Friday, February 14, 2020

Understanding Git, Part 1

This is the transcript of the talk about Git version control system that I have presented to my colleagues. The talk consists of 3 parts, in this post I'm publishing the first one.

Welcome to the talk about Git. Git is the tool we use every day. Still, Git can remain a mystery to lots of people, and they resort to “cookbook” approach, using Stack Overflow as a translator between their needs and Git commands. This isn’t surprising because Git is really complex—every command in it is a Swiss army knife which can do lots of things. Because of that, the description of each command’s parameters usually takes several pages. And what’s worse, the help pages assume that the reader is familiar with how Git works and use Git-specific jargon extensively, making things even more confusing.

The purpose of this talk is to demystify Git, the goals of the talk are listed on this slide. We start by explaining from a high level what Git repository is built from and how its parts are connected. This will help understanding the role of each command, how to apply the commands to everyday tasks, and how to get out of trouble.

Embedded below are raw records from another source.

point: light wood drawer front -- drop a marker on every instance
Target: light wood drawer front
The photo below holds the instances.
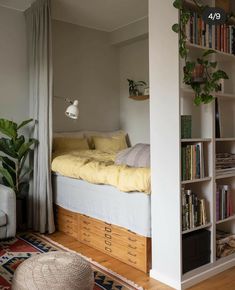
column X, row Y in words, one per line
column 110, row 239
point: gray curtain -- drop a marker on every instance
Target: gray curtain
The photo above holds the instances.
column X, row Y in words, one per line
column 38, row 21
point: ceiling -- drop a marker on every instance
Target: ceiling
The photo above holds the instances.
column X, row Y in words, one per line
column 20, row 5
column 107, row 15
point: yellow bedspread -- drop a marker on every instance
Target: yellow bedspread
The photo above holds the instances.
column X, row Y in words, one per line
column 98, row 167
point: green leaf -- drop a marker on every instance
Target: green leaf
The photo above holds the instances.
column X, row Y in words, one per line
column 178, row 4
column 190, row 66
column 218, row 75
column 27, row 171
column 213, row 64
column 7, row 176
column 208, row 52
column 23, row 187
column 9, row 165
column 25, row 148
column 7, row 147
column 197, row 100
column 18, row 143
column 8, row 128
column 24, row 123
column 176, row 28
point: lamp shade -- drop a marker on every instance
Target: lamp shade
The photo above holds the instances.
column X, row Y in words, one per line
column 72, row 111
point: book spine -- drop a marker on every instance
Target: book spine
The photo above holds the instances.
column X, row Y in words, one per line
column 210, row 36
column 217, row 205
column 222, row 38
column 191, row 27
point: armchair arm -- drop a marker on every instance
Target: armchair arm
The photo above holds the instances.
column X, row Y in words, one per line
column 8, row 205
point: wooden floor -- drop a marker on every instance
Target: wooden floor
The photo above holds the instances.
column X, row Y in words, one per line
column 223, row 281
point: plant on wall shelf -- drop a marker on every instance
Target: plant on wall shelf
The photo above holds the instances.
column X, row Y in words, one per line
column 134, row 87
column 202, row 75
column 15, row 149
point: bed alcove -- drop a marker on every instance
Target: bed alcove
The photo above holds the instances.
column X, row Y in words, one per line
column 92, row 65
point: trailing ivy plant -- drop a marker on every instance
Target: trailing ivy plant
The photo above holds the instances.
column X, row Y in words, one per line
column 211, row 83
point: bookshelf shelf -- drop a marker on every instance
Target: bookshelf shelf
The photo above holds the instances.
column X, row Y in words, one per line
column 220, row 55
column 226, row 220
column 186, row 198
column 193, row 140
column 207, row 225
column 225, row 259
column 225, row 96
column 196, row 180
column 139, row 98
column 228, row 175
column 225, row 139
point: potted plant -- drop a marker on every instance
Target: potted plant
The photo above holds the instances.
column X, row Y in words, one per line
column 134, row 87
column 202, row 75
column 15, row 149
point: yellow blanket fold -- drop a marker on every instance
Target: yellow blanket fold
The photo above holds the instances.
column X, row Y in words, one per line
column 98, row 167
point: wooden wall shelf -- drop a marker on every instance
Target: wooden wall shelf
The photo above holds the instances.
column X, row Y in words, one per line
column 139, row 98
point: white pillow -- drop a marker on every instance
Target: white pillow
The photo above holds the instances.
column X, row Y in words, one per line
column 79, row 134
column 136, row 156
column 90, row 134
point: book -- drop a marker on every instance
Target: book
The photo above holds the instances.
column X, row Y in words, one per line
column 221, row 37
column 192, row 161
column 224, row 207
column 193, row 210
column 186, row 126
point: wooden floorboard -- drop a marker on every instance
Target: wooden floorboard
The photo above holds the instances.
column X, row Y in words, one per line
column 223, row 281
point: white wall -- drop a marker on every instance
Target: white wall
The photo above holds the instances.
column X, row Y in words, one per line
column 85, row 67
column 14, row 99
column 134, row 115
column 165, row 143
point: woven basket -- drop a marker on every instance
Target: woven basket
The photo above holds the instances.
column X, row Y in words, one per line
column 54, row 271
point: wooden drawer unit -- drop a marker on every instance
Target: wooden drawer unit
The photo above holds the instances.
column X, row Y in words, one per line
column 115, row 241
column 67, row 222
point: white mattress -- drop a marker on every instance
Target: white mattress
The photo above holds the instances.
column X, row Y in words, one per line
column 104, row 202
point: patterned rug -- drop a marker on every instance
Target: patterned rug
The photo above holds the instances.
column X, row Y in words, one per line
column 15, row 251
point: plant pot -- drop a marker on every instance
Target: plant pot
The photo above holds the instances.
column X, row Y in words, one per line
column 21, row 212
column 198, row 74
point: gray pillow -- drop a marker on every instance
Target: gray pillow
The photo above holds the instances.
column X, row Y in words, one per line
column 136, row 156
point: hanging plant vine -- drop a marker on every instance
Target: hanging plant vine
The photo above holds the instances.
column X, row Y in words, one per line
column 210, row 83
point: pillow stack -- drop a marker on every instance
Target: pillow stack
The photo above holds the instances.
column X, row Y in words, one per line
column 136, row 156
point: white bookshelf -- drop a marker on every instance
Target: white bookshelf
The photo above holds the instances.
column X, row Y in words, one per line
column 170, row 99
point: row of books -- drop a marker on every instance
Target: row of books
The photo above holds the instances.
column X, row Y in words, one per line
column 193, row 210
column 192, row 165
column 225, row 163
column 225, row 243
column 223, row 202
column 186, row 126
column 220, row 37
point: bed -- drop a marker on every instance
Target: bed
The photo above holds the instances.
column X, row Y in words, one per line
column 104, row 216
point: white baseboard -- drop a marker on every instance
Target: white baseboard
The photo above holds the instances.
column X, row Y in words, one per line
column 197, row 278
column 165, row 280
column 207, row 274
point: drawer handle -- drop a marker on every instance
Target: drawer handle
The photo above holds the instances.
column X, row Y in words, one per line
column 108, row 230
column 133, row 255
column 130, row 246
column 108, row 236
column 132, row 240
column 133, row 262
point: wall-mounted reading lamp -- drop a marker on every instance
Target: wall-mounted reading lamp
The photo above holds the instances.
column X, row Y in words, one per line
column 72, row 111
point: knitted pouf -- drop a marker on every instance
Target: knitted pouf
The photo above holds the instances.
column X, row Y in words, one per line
column 54, row 270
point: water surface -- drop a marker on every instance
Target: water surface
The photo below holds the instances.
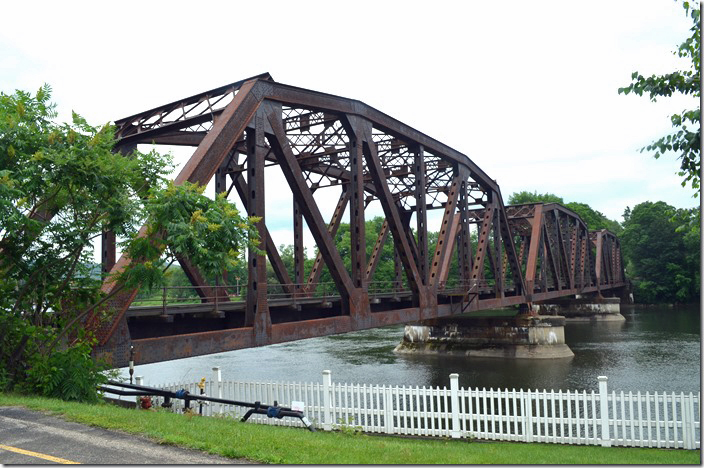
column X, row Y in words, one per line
column 655, row 349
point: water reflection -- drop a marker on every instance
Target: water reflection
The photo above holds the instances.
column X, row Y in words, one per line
column 654, row 349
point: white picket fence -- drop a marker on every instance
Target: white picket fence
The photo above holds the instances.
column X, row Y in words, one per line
column 666, row 420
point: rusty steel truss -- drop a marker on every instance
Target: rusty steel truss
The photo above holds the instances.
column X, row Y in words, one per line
column 520, row 254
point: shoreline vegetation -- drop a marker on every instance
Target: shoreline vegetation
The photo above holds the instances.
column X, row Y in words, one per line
column 269, row 444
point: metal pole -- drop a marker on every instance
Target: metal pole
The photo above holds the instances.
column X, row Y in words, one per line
column 131, row 362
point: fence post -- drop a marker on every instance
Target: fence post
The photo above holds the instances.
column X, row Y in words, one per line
column 455, row 404
column 604, row 411
column 388, row 410
column 217, row 380
column 327, row 403
column 528, row 416
column 687, row 411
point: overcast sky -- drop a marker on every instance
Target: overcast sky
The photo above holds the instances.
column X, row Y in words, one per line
column 527, row 90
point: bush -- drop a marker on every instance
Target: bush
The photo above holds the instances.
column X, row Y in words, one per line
column 70, row 375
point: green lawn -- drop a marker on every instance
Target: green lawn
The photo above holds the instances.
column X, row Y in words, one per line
column 230, row 438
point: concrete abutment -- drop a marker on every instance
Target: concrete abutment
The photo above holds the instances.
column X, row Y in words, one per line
column 519, row 337
column 583, row 309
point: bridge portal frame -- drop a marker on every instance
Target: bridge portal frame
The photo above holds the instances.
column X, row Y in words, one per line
column 319, row 141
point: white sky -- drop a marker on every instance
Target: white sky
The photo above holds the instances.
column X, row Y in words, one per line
column 527, row 90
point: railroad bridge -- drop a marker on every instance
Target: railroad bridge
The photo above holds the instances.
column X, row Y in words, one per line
column 342, row 149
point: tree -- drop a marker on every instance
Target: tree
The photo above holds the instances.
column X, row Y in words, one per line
column 662, row 261
column 592, row 218
column 61, row 186
column 686, row 139
column 518, row 198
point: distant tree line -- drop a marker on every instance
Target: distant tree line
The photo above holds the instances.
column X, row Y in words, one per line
column 660, row 245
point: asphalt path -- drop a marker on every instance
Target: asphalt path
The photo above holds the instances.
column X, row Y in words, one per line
column 30, row 437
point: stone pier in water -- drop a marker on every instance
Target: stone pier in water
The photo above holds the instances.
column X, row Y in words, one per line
column 518, row 337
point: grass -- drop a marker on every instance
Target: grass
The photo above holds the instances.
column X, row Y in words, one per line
column 230, row 438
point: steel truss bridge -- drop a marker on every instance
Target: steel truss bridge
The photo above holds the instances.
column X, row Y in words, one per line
column 351, row 152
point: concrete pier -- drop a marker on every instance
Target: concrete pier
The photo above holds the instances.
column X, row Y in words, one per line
column 582, row 309
column 519, row 337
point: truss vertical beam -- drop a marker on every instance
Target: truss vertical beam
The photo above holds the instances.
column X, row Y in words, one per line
column 301, row 192
column 597, row 266
column 377, row 251
column 447, row 234
column 483, row 242
column 358, row 246
column 272, row 252
column 464, row 246
column 298, row 252
column 393, row 216
column 534, row 250
column 334, row 224
column 511, row 257
column 497, row 255
column 256, row 284
column 421, row 212
column 109, row 253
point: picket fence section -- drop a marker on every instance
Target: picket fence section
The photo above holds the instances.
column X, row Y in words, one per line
column 666, row 420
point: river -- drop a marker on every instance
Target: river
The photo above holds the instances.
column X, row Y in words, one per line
column 655, row 349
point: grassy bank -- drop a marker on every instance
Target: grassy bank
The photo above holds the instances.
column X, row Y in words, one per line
column 269, row 444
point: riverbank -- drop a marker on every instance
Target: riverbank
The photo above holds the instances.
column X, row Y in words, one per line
column 266, row 444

We start with understanding the building blocks of a Git repository. Quoting Fred Brooks, “Show me your data structures, and I won't usually need your code; it will be obvious.” In this description we stay away from Git commands in order to concentrate on abstract properties of the data they operate on.

At the storage level Git is only interested in the contents of objects and their type. Git repository is a content-addressable storage. Each object is immutable and is permanently referenced by the SHA1 hash calculated from its type and contents. Git uses file system as an index, making it easy to find an object by its hash. Effectively, Git repository is a huge hash table.

Git itself doesn’t impose any restrictions on the size of objects. But usually there are practical limitations from the underlying file system.

Does an object with no content even make sense? Yes, it does. For example, we might need to store an empty file in Git repository. The interesting point is that since the type of the object is added to the content in order to produce the hash, every empty object of each type has a distinct hash.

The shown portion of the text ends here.